Ten aanzien van extern salderen zet het kabinet in op meer regie, bijvoorbeeld door alle vrijkomende en vrijvallende ruimte bij extern salderen te registeren en de interbestuurlijke afspraken over extern salderen aan te scherpen. Ook werkt het kabinet aan het met voorrang sturen op het gebruik van emissieruimte en het uitwerken van een recht van eerste koop van agrarische grond, beide in het kader van gebiedsprogramma’s om te kunnen sturen in het landelijk gebied.

Voor intern salderen werkt het kabinet aan een vergunningplicht per 1 januari 2024, mede op verzoek van de provincies. Op dit moment is intern salderen vergunningvrij.
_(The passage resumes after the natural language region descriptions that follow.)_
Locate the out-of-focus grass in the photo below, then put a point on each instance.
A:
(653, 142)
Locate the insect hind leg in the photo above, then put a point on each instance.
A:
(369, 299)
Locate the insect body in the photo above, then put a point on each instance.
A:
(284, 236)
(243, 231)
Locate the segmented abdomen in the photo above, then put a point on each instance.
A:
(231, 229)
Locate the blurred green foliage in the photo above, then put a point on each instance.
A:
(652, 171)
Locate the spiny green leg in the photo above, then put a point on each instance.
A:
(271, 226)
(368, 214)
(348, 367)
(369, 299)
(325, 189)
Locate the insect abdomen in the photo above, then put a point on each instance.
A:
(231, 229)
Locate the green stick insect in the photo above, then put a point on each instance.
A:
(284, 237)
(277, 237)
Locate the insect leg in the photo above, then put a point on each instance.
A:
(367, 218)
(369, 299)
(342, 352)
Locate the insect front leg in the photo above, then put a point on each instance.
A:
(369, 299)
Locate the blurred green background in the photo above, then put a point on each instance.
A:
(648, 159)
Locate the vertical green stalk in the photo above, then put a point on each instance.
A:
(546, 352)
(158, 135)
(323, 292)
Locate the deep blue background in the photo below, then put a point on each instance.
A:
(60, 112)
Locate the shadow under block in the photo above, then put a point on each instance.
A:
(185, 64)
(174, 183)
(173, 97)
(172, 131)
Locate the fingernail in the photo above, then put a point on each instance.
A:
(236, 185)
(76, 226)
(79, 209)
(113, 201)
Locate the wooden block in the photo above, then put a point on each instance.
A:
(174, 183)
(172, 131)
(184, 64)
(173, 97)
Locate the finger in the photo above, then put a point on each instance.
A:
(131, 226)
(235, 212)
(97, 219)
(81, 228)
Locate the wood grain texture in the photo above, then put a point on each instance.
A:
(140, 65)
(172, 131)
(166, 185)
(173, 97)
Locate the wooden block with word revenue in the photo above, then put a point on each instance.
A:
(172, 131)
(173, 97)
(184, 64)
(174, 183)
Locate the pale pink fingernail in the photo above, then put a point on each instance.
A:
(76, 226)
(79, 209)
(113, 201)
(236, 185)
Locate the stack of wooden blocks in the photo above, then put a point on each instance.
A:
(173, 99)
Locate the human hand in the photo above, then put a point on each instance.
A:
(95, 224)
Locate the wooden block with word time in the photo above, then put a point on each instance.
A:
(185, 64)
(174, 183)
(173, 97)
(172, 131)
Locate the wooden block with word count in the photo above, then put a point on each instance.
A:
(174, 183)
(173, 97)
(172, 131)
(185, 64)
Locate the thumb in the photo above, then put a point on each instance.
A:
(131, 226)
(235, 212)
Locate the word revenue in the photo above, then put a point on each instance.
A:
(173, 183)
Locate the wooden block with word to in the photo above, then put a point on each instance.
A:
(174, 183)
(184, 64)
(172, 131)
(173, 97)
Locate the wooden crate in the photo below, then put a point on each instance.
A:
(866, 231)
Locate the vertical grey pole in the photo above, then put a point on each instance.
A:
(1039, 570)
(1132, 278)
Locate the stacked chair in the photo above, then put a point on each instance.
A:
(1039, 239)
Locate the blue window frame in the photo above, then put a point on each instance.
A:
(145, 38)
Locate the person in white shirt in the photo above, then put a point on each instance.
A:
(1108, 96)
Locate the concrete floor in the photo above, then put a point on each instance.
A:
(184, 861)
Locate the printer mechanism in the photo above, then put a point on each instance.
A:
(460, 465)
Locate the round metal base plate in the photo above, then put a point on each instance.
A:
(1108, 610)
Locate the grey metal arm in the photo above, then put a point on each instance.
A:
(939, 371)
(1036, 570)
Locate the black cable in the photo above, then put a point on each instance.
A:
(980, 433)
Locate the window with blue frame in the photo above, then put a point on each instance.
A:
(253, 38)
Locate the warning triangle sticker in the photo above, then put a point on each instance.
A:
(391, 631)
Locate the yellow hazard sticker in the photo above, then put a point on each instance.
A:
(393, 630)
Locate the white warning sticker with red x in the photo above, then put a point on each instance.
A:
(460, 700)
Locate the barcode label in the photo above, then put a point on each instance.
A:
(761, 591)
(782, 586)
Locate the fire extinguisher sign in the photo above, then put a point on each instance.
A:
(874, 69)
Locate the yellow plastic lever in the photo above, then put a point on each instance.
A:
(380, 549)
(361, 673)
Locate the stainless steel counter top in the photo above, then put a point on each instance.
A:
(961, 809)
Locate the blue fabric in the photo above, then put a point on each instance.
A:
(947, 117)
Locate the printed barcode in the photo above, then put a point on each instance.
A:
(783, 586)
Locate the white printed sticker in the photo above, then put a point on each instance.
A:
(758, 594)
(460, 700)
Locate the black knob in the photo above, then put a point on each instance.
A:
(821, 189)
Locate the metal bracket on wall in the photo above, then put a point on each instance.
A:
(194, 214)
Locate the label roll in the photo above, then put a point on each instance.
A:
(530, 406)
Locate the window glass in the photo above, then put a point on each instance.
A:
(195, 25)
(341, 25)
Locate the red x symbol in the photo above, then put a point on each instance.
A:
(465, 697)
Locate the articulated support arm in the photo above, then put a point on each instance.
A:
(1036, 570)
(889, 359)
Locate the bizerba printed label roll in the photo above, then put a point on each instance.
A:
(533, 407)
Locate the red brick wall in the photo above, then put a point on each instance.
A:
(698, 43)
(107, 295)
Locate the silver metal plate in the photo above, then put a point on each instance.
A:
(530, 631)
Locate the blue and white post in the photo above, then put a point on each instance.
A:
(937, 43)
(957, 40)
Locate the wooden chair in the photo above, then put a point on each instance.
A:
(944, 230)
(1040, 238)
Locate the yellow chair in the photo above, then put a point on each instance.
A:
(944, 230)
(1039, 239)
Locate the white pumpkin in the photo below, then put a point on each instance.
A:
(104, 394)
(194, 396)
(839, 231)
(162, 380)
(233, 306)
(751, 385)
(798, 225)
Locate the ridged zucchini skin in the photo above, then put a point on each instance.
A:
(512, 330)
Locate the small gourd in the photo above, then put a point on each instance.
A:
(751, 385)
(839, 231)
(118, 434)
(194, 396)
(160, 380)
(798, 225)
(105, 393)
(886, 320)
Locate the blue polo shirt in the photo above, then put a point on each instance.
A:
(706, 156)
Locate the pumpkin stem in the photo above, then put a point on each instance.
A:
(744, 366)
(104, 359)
Dat leidt tot knelpunten in de praktijk op het gebied van toestemmingverlening, toezicht en handhaving. Met de vergunningplicht krijgen bevoegde gezagen de mogelijkheid om voorwaarden te stellen aan intern salderen.

Tot slot heeft het kabinet een aanpak voor latente ruimte uiteengezet. Door natuurvergunningen te actualiseren op het moment dat initiatiefnemers een aanpassing aan hun bedrijf doorvoeren, sluiten vergunningen aan bij wat er op een bedrijf gebeurt. Daarnaast wil het kabinet samen met bevoegde gezagen de voorwaarden voor salderen aanscherpen, zodat salderen robuuster wordt.

2. Wat er de komende maanden gaat gebeuren

2023 is jaar waar we de omslag maken van beleid bedenken naar toepassen en «doen». We gaan de handreiking en de spelregels nu toetsen aan die praktijk. Dat doen we door concreet het hele proces van het realiseren van een gebiedsprogramma alvast te doorlopen. De ervaringen vormen input voor het realiseren van de gebiedsprogramma’s. In dit kader is al het volgende voorzien:

  • IJkmoment in januari 2023.

  • Pilots voor ontwikkeling gebiedsprogramma door toepassing van de opgestelde handreiking bij een gebiedsprogramma in wording (december en januari met een gezamenlijk concluderend leermoment in februari).

  • Oefenen met pilots voor concrete maatregelen door toepassen en verbeteren van spelregels.

Hierna volgt per punt een nadere toelichting.

IJkmoment

Een belangrijke stap in het samen leren is het ijkmoment in januari, dat al eerder is aangekondigd. We bezien samen met overheden en maatschappelijke partners hoe de voorbereiding van de gebiedsprogramma’s en het NPLG vordert, waar we tegen aan lopen, waar we nog op moeten bij sturen in het proces en wat er eventueel extra nodig is om tot een eerste toetsbare versie van de gebiedsprogramma’s op 1 juli en een eerste ontwerpversie van het NPLG te komen in medio 2023.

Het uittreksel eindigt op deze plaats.